30 Ağustos 2013 Cuma

Bir deniz, kum, güneş hikayesi... (Kim olacağınıza karar verin!)

Tatilde olduğunuz hayal edin. Bir plajdasınız. Plajda olan insanları hayal edin şimdi de.

İnsanların çoğu doğal olarak mayolu. Şezlonglara uzanmış güneşlenenler, voleybol ve frizbi oynayanlar, kumdan kale yapanlar, soğuk içkilerini yudumlayanlar, portatif sandalyelerinde, şemsiyenin altında oturup tavla oynayanlar, kitap okuyanlar, uyuyup kaldığı için vücudu güneşin altında haddinden fazla yananlar, kendini kumun içine gömenler...

Bir plajda rastlayabileceğiniz sıradan insanlardır hepsi de. Arada tüm bunları boş vermiş, sadece para kazanmaya çalışan seyyar satıcıları da görürsünüz.

İlginç bir şekilde bu ortama uymayan, sırıtan bir kaç tipe rastlarsınız. Bu insanlar, mayo yerine günlük kıyafetleriyle oturmaktadırlar. Hatta bazısının sanki kutuptaymışcasına üstünde kalın kıyafetleri vardır. Bir yandan da söylenirler;

-Hava neden bu kadar sıcak? Lanet olsun, terliyorum! Şu güneş niye tepede!

Belki biraz sonra üstlerini değiştirip mayolarını giyeceklerini düşünüyorsunuz. Ama hayır! Giymiyorlar. Öylece oturuyorlar.

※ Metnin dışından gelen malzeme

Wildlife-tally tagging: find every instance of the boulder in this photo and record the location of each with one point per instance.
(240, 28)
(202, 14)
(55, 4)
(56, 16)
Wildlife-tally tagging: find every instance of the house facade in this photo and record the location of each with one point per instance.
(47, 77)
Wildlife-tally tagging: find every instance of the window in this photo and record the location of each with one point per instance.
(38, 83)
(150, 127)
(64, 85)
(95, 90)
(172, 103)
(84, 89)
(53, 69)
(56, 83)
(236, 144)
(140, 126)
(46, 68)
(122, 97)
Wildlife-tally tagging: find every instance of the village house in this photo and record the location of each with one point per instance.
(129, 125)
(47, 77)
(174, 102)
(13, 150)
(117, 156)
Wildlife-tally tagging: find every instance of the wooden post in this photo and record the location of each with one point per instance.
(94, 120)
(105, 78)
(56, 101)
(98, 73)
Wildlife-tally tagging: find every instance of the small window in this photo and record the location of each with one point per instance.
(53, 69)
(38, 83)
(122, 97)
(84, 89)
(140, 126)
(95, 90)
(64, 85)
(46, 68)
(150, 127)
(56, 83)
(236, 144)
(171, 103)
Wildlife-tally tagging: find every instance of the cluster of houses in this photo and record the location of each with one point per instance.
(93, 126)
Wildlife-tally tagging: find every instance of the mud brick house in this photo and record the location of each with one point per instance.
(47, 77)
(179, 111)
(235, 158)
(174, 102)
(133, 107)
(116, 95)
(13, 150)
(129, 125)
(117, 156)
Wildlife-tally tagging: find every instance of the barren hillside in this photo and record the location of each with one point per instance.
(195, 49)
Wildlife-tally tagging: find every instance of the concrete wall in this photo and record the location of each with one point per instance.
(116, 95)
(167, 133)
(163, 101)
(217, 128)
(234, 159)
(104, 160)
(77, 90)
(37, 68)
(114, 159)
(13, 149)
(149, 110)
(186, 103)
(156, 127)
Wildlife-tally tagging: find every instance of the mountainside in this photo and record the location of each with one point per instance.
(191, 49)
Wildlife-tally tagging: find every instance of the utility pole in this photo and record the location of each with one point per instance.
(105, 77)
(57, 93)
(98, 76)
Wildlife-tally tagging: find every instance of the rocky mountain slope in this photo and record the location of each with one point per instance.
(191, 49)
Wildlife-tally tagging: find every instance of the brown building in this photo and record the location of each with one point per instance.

Sanki onlar için burası plaj değil. Denizin, kumun farkında değiller.

Biraz daha bakındıktan sonra sizi daha da şaşırtan bir şeye rastlarsınız. Burası bir plaj ve deniz olmasına rağmen çok az insan denize girmektedir.

Birkaçı, tam kıyıda oturmuş sadece ayak bileklerine kadar suya girebilmiştir. Kollarını bedenine sarmış halinden denize girmeye çekindiğini, korktuğunu anlarsınız. Biraz ötede yavaş yavaş suyun içinde ilerleyenleri görürsünüz. Bunlar da, garanti olsun diye ayaklarının dediği yere kadar ilerleyebilmişlerdir. Sadece 5-6 kişi yüzmektedir. Bunların içinde de 2 si iyi yüzücüdür!

Yüksek kulübesinde oturan cankurtaran ise -sadece denizdekileri değil, sanki yüzmeyenleri de uyarır gibi-

-Çok fazla açılmayın. Akıntı var, boğulursunuz! diye seslenmektedir.

Plajda bulunanlardan bazıları denizdekilere bir şeyler söylemektedirler.

-Hey, kollarını-ayaklarını şöyle çırpmalısın! (amatör yüzücülere)
-Ne korkuyorsun! ilerlesene yahu. Boğulmazsın merak etme. (kıyıda bulunanlara)
-Yüzmeyeceksin madem, niye denize girdin! (garanticilere)
-Normal ben de yüzerim, biraz da sırtüstü yüz bakalım! (iyi yüzücülere)

Yüzenlerden birisi dayanamayıp bağırır:

-Çok biliyorsan gel kendin yüz!

Plajdakilerden birisi:

-Biliyorum ama şimdi canım istemiyor!

Tüm bu olan-biteni gözlemlerken aniden derinden birisi çıkar. Kolunu zafer kazanmış bir edayla yukarı doğru kaldırır. Büyük bir sevinç ve heyecanla bağırır;

-İşte, sonunda buldum. Başardım!

Dikkatli baktığınızda adamın elindeki parlayan şeyin bir 'İnci' olduğunu fark edersiniz.

İnci, sadece derinlerde, denizin dibinde olur. Ve oraya çok az kişi inme cesareti gösterebilir!

Hayal ettiğiniz bu sahne, aslında hayat sahnesidir. Bu plajdaki herkes, aslında gerçektir. Yapmamız gereken şey kim olacağımıza karar vermektir. Bu insanlardan birisi olabiliriz.

İster plajda pardösü ile oturup şikayet edin. İster derinlere inip kendi hazinenizi kendiniz çıkarın. Karar sizin!